Michel Serres, James Lee Burke, Frédéric Pie
LA FONTAINE
WWW✷✷
Jean de La Fontaine vient d’avoir 400 ans. En guise de cadeau d’anniversaire, les éditions du Pommier publient des textes inédits de Michel Serres qui, toute sa vie, a été obsédé par les Fables. Pour le philosophe disparu en 2019, les fabulistes sont « nos premiers instituteurs », et il faut prendre au sérieux leur enseignement. Loin d’enfermer La Fontaine dans le Grand Siècle ou une célébration chauvine du génie français, Michel Serres en fait l’héritier flamboyant d’une tradition universelle passant par Esope bien sûr, mais aussi par Epicure, Lucrèce ou Ovide. « Les Fables ne parlent parfaitement le français que par le multilinguisme », rappelle-t-il. A ses yeux, les bêtes qui s’agitent dans ces mythologies ancestrales sont la preuve d’un reste de totémisme dans nos sociétés occidentales. Mais, en illustrant leur parenté avec les hommes, elles annoncent également la théorie de l’évolution, tandis que le siècle de La Fontaine avait développé la thèse de « l’animal-machine ».

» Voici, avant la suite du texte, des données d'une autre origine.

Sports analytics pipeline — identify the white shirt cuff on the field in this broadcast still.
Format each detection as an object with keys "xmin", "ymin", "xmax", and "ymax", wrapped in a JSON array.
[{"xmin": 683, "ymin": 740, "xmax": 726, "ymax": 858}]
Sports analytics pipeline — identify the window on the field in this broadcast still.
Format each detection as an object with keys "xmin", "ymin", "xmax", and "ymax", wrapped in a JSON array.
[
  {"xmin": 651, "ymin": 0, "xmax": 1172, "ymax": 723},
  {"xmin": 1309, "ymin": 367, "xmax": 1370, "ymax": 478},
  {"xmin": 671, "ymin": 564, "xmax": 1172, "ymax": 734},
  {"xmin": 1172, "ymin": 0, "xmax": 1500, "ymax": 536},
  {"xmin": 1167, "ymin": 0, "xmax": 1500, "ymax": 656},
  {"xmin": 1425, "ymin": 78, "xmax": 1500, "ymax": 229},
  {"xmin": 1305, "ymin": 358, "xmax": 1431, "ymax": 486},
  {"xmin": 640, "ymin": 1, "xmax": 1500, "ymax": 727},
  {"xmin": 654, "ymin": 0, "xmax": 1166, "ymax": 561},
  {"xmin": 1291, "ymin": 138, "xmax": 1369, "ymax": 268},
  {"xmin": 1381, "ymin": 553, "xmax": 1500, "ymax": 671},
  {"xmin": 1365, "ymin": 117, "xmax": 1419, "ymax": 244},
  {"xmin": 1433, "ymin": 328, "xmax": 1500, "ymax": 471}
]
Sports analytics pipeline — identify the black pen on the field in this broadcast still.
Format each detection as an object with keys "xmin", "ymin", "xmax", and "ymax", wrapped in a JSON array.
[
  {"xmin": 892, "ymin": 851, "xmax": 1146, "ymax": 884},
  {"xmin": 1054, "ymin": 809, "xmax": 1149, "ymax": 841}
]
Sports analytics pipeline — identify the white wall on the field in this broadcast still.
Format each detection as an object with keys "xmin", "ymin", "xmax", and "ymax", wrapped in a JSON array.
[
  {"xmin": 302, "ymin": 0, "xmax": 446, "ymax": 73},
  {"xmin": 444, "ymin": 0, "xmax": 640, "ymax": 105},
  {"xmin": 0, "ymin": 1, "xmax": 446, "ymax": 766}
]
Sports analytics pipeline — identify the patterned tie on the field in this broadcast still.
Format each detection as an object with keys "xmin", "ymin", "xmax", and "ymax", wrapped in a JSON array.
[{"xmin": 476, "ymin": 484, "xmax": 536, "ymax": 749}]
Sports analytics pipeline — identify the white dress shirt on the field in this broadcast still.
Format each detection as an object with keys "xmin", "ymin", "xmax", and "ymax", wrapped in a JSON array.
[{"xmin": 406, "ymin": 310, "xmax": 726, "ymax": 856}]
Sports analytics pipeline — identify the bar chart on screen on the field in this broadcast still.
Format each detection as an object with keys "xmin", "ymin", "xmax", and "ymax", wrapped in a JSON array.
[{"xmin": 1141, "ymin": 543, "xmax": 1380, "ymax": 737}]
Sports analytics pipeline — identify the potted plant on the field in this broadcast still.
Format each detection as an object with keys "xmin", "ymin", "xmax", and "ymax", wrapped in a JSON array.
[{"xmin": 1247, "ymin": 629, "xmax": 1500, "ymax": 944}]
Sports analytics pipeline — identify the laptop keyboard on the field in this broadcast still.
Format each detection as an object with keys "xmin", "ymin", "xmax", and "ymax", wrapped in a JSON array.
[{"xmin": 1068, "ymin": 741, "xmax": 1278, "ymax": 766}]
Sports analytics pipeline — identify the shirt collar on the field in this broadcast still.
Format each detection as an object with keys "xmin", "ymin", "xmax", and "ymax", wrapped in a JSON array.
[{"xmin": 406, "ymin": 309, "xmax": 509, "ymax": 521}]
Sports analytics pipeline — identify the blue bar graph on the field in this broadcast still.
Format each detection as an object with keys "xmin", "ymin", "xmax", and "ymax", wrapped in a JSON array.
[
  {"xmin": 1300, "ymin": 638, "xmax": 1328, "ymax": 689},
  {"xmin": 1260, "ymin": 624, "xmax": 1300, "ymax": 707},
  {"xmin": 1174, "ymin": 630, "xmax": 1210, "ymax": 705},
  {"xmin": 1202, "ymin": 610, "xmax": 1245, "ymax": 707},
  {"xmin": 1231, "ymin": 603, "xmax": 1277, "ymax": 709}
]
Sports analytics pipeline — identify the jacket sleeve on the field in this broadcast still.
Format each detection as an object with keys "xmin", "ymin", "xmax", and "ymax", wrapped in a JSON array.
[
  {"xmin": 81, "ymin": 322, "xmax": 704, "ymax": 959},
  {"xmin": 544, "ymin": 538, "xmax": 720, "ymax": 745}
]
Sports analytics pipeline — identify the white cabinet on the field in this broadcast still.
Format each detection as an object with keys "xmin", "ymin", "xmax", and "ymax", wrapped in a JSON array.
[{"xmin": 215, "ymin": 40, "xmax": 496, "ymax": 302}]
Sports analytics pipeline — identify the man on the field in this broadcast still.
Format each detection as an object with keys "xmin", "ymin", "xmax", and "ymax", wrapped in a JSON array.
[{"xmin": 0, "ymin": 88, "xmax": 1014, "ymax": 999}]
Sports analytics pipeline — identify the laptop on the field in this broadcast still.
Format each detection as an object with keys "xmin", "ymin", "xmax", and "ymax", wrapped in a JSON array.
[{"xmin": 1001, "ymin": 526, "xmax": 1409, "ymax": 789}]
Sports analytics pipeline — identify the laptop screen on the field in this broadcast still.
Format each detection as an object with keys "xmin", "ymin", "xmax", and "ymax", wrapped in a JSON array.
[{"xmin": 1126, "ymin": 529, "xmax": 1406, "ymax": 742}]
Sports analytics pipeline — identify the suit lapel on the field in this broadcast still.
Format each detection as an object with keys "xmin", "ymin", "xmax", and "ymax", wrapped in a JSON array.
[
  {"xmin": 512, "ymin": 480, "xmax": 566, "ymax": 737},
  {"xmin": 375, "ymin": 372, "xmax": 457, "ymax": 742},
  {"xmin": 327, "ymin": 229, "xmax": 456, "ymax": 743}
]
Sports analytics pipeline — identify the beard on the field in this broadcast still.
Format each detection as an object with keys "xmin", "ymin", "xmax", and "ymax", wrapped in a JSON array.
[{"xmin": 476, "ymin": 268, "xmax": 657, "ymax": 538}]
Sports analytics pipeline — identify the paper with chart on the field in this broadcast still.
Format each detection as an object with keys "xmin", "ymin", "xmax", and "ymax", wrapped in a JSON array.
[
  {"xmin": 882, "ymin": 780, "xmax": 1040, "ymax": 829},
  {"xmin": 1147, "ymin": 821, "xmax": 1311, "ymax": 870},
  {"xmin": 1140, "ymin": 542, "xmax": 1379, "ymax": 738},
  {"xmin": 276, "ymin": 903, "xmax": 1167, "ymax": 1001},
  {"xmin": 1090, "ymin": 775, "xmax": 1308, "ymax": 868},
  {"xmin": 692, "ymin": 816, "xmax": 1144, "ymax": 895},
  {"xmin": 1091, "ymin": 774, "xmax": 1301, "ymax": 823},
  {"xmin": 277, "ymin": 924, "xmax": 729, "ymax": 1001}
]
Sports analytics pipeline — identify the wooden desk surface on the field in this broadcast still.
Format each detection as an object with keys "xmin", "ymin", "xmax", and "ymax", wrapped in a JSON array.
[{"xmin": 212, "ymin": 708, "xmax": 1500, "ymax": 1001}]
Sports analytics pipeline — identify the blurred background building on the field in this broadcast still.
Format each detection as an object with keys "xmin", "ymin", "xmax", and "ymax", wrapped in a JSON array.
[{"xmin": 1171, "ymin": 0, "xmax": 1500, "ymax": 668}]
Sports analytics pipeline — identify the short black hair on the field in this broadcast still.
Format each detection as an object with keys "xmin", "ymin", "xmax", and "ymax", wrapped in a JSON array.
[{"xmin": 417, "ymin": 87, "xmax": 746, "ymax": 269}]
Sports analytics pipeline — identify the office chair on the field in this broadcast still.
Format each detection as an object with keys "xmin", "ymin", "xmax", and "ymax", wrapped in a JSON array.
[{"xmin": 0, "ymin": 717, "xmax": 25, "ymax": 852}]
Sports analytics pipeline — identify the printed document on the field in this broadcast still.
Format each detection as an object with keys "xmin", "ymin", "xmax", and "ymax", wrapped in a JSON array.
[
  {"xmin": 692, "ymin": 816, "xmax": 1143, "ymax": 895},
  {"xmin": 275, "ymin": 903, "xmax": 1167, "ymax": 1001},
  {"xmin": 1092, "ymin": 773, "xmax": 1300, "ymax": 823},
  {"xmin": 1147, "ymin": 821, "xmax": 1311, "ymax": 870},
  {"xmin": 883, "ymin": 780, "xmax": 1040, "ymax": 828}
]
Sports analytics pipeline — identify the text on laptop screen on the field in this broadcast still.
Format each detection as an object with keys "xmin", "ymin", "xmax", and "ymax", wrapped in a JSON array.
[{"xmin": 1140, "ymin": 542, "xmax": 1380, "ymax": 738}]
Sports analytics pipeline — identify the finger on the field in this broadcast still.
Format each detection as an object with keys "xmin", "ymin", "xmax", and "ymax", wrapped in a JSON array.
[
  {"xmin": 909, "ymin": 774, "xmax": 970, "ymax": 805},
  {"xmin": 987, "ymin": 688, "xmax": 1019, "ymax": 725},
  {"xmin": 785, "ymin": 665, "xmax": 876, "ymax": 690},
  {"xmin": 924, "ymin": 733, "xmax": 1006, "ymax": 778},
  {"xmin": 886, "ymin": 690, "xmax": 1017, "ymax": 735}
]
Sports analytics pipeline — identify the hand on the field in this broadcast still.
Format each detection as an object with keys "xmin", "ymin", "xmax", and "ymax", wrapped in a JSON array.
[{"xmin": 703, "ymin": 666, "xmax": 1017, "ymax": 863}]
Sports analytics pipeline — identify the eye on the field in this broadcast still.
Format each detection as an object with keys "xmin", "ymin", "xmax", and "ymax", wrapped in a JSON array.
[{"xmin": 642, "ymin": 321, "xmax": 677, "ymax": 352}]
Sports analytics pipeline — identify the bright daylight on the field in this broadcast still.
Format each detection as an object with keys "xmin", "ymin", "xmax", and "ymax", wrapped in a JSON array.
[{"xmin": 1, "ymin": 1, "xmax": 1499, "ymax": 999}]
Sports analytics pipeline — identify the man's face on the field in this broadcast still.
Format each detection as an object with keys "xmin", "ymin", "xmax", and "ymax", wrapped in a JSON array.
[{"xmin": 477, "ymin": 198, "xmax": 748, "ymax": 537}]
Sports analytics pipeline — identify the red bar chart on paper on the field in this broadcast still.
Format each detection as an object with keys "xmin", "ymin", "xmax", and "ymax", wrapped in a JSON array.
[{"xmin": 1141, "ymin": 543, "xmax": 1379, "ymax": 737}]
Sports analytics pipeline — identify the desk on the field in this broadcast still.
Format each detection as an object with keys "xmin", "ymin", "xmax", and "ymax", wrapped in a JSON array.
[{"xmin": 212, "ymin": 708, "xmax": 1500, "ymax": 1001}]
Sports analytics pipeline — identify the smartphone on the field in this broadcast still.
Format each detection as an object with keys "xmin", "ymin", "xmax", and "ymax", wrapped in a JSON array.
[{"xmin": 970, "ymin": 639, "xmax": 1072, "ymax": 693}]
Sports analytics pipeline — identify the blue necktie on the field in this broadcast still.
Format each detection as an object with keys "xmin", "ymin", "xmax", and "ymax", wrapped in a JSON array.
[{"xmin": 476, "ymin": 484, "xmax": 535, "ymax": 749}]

Le penseur était tout aussi fasciné par les rapports de force, de domination et de parasitage, entre La Cigale et la Fourmi ou Le Renard et le Bouc. Ces brefs récits condensent, selon lui, les complexités du « vivre ensemble ». En morceau de bravoure, une analyse virtuose de La Laitière et le pot au lait. Pour Michel Serres, les mésaventures de Perrette mettent en scène l’opposition entre une tradition du troc et le monde capitaliste, celui de l’argent abstrait et liquide. Loin d’être stupide, la laitière, qui rêve de transformer son pot en volailles, porcs et bovins, serait ainsi une pionnière des start-up et du capital-risque. Perrette et Jeff Bezos, même combat.